Piedmont agreed to a deal with Tesla last year to supply spodumene concentrate, a key raw material for making batteries, to the auto giant through 2025, with an option to renew it for another three years.
CHANGES TO DESIGN
The state review process involved the submission of thousands of pages of documents, multiple requests for additional information, and at least three deadline extensions for Piedmont.
As a condition of obtaining the permit, state officials are requiring the company to conduct regular water quality and water table levels tests, and to line a waste storage pit with a synthetic liner, a departure from the typical requirement for an earthen liner.
State officials had expressed “many concerns” about Piedmont’s plans to discharge chemicals into the public sewer system, according to regulatory filings.
Piedmont, which also is working on lithium projects in Tennessee, Ghana and Quebec, must still obtain state air quality and wastewater permits, both of which are routine for mining projects in the state.
Importantly, Piedmont must also receive a zoning variance from officials in Gaston County, where the project has been opposed by several county commissioners.
Phillips told Reuters the company plans to “consider the timing of our re-zoning effort in the context of multiple variables,” including financing as well as “the window of opportunity with the current Gaston County Board of Commissioners.” Four of the board’s seven members have terms that will end this December.
Phillips on Sunday had phoned Chad Brown, chair of the county board of commissioners, to discuss the state’s decision and ask for a meeting.
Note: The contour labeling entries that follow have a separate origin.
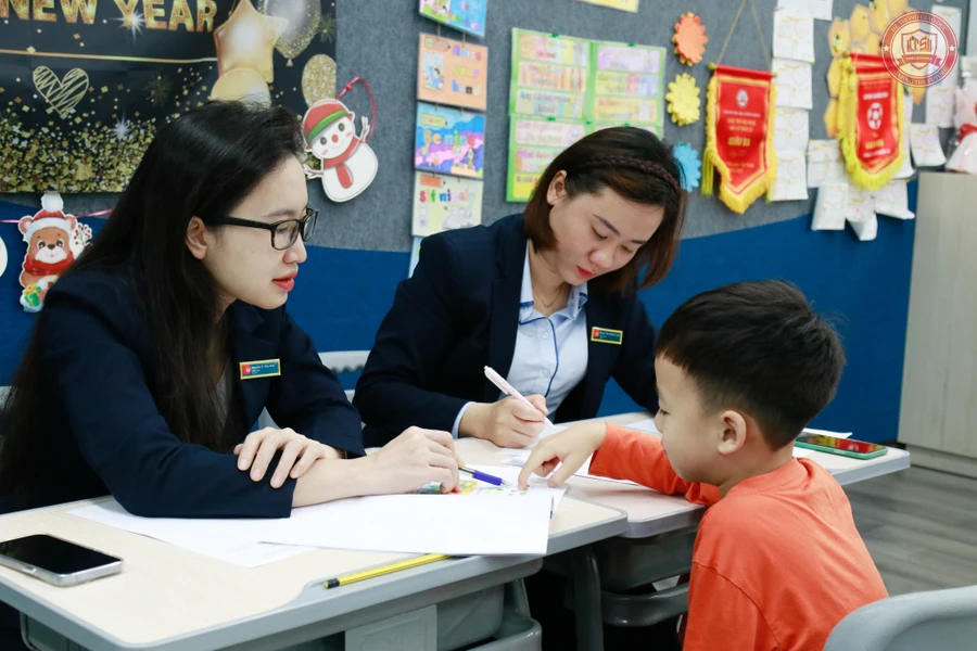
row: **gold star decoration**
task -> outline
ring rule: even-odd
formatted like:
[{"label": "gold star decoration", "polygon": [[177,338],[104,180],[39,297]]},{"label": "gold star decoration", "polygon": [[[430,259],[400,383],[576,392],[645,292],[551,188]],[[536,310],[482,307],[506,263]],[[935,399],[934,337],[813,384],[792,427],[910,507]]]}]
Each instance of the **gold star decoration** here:
[{"label": "gold star decoration", "polygon": [[266,16],[258,12],[251,0],[241,0],[230,17],[214,30],[217,46],[217,74],[236,68],[257,71],[271,84],[275,69],[271,54],[275,43],[288,27],[288,18]]}]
Brown said he was open to meeting with Piedmont, but that the board would not consider the zoning variance until July at the earliest due to the county’s annual budget review process.
“We will not rush into anything. We’ll listen to Piedmont, and we’ll see what happens,” Brown told Reuters. “This mine would have a big economic impact on the county, but it also could have tremendous environmental impacts.”
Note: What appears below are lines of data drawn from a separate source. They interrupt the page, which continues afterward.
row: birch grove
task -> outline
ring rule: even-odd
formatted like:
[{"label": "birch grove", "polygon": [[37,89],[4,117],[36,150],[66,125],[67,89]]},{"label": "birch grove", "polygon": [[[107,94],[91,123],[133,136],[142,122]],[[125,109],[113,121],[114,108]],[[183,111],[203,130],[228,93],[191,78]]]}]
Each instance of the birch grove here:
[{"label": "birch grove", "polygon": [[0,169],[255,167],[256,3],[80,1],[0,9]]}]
Despite spending years buying acreage, hiring investment bankers and inking a supply deal with Tesla, Piedmont did not approach county commissioners until July 2021 with its plans.
The company also did not apply for a state mining permit until the following month. Those strategic missteps have fueled mistrust across the county of roughly 220,000. Brown said he has not spoken to Phillips since that 2021 meeting.
Low lithium prices may also hobble Piedmont’s financing attempts, analysts said.
“Finding external capital for a new lithium project could prove difficult at current lithium prices, though it will help that Carolina Lithium is very low on the cost curve,” said brokerage TD Cowen on Monday.
Meanwhile Albemarle, the world’s biggest lithium miner, is hiring staff and buying land in a neighboring North Carolina county amid plans to re-open a mothballed spodumene lithium mine that would compete directly with Piedmont.